Pour compléter ma réponse à la remarque de Luccio dans les commentaires de cet article je vous propose un autre extrait du Journal de Gombrowicz qui éclaire son concept de « gueule » élaboré dès son roman Ferdydurke.

The International Witold Gombrowicz Festival, Radom - Wiesław Wałkuski (ur.  1956) — Google Arts & Culture

Affiche réalisée par Wiesław Walkuski pour le Festival Gombrowicz à Radom

*

« L’homme que je propose est créé de l’extérieur, il est dans son essence même inauthentique puisqu’il n’est jamais lui-même, rien qu’une forme qui naît entre les hommes. Son « moi » lui est donc attribué dans la sphère de l' »interhumain ». C’est un éternel acteur, mais un acteur naturel, car son artifice lui est congénital, c’est même une des caractéristiques de son état d’homme ; être homme veut dire être acteur, être homme c’est simuler l’homme, « faire comme si » on était homme sans l’être en profondeur, être homme c’est réciter l’homme.
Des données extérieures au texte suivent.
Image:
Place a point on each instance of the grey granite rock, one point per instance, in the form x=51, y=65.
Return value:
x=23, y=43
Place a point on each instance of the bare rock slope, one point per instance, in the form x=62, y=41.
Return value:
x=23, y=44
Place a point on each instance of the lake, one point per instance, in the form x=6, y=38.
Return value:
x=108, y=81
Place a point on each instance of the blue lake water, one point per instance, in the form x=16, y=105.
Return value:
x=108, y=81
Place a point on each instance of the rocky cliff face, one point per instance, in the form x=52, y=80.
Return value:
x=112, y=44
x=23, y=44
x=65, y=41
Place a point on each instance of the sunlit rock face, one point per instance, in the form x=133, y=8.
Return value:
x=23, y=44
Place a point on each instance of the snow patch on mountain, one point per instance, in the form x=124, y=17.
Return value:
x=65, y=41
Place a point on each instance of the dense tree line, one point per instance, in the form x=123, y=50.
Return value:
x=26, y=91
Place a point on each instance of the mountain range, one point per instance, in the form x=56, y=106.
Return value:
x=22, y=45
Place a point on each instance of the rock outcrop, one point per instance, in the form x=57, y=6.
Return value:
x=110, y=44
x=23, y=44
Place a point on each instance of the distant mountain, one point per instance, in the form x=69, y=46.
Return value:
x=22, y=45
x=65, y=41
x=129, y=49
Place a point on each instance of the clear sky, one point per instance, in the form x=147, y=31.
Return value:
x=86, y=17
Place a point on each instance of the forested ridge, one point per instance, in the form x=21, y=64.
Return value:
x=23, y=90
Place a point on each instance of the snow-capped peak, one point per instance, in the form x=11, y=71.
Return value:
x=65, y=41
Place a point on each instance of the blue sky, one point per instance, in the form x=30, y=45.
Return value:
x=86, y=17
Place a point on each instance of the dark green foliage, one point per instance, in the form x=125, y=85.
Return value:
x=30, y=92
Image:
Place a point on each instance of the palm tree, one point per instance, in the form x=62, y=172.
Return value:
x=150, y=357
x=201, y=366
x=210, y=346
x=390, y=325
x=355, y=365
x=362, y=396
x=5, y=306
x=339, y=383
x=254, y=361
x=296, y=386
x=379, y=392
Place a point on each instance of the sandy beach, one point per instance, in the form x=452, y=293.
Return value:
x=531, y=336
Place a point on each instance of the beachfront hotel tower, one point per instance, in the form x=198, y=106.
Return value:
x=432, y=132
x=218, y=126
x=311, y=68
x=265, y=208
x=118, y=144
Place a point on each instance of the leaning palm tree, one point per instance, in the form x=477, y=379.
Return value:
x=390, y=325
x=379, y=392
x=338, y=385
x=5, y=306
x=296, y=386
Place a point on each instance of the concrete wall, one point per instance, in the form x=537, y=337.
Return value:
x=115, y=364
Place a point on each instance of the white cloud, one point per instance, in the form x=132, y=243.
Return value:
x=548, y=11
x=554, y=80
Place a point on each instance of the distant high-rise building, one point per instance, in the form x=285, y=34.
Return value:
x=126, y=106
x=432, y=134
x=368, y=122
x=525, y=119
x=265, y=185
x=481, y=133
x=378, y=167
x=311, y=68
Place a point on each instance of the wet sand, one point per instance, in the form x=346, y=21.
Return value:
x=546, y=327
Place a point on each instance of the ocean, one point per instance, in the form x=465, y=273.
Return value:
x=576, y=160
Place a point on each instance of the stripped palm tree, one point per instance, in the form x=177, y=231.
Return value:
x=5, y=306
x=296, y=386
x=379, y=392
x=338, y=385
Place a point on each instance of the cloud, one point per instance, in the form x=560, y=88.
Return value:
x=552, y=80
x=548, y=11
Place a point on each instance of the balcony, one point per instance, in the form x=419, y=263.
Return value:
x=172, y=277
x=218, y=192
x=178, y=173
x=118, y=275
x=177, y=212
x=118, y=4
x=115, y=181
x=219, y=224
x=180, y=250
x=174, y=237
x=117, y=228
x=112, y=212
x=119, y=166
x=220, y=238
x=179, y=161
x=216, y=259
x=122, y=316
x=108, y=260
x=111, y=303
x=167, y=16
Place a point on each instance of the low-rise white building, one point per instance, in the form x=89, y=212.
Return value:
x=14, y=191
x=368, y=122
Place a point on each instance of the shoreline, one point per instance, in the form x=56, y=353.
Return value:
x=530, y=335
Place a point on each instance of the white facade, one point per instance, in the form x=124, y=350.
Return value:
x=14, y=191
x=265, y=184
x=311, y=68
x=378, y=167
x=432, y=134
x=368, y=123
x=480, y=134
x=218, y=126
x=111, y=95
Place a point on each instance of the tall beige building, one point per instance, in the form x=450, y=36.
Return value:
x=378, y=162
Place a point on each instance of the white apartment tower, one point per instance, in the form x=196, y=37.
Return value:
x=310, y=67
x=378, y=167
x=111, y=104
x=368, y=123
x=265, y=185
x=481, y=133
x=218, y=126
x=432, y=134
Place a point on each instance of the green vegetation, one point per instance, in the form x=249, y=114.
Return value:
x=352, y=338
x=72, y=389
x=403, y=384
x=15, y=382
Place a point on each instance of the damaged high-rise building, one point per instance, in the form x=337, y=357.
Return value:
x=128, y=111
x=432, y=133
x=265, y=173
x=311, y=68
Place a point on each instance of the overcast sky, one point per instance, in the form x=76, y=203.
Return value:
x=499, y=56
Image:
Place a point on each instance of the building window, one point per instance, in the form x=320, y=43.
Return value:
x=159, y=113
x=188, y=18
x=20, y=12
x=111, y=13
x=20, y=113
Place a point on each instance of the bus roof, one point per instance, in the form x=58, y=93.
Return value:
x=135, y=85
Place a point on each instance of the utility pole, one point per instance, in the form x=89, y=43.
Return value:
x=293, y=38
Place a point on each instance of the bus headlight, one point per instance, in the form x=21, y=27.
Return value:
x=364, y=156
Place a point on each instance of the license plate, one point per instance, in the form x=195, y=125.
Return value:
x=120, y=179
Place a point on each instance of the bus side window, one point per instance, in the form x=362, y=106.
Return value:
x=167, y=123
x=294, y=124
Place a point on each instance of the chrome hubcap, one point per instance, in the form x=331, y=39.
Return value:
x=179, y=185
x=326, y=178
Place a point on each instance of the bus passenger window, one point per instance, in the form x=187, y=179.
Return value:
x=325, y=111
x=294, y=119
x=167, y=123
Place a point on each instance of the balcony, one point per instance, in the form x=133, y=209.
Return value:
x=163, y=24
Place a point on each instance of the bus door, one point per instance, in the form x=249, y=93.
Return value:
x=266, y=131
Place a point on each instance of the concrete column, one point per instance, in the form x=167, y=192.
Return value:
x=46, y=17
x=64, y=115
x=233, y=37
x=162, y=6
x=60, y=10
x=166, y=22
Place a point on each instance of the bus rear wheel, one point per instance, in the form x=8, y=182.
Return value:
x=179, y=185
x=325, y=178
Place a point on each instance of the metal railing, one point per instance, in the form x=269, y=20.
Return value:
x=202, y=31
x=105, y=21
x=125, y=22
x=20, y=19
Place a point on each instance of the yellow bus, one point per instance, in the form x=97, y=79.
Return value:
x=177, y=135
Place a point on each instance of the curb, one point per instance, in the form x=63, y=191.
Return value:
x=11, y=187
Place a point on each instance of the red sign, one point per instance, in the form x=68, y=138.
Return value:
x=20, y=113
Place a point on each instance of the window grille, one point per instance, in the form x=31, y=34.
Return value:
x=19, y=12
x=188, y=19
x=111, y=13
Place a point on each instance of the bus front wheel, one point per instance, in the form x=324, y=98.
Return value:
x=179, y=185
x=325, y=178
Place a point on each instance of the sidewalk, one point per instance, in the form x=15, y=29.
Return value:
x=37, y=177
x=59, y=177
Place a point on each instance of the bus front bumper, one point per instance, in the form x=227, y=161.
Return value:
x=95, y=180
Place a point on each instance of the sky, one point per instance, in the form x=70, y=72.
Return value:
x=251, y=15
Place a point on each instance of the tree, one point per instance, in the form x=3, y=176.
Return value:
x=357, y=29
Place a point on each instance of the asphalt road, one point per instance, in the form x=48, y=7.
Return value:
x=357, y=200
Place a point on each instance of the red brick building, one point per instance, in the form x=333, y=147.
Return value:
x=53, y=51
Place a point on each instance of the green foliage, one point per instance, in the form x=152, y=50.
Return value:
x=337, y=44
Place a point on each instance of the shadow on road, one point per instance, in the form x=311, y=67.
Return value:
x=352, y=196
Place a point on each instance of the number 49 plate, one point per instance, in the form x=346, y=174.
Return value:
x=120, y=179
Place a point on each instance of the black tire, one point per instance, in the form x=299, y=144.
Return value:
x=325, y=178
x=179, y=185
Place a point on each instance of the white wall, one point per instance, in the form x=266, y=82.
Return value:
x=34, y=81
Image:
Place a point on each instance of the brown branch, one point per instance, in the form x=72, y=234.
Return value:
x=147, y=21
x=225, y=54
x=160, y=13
Dans ces conditions, comment faut-il comprendre le combat de mon Ferdydurke contre la gueule et la grimace? Il ne s’agit point de conseiller à l’homme d’enlever son masque (quand derrière ce masque il n’a pas de visage); ce qu’on peut lui demander, c’est de prendre conscience de l’artifice de son état et de le confesser. Si je suis condamné à l’artifice, toute ma sincérité consistera à confesser que je n’ai justement pas accès à moi-même. S’il ne m’est jamais donné d’être moi-même, je ne peux sauver ma personnalité de la catastrophe que par ma volonté d’être authentique, un désir opiniâtre qui me fait proclamer envers et contre tous : « Je veux être moi-même », et qui n’est qu’une révolte tragique et désespérée contre ma déformation. Je ne puis être moi-même et pourtant je le veux, je le dois : c’est une des contradictions qu’on n’arrive jamais à résoudre ni à atténuer… D’ailleurs n’attendez pas de moi des remèdes contre des maladies incurables. Ferdydurke se borne à constater cette déchirure intérieure de l’homme — rien de plus. »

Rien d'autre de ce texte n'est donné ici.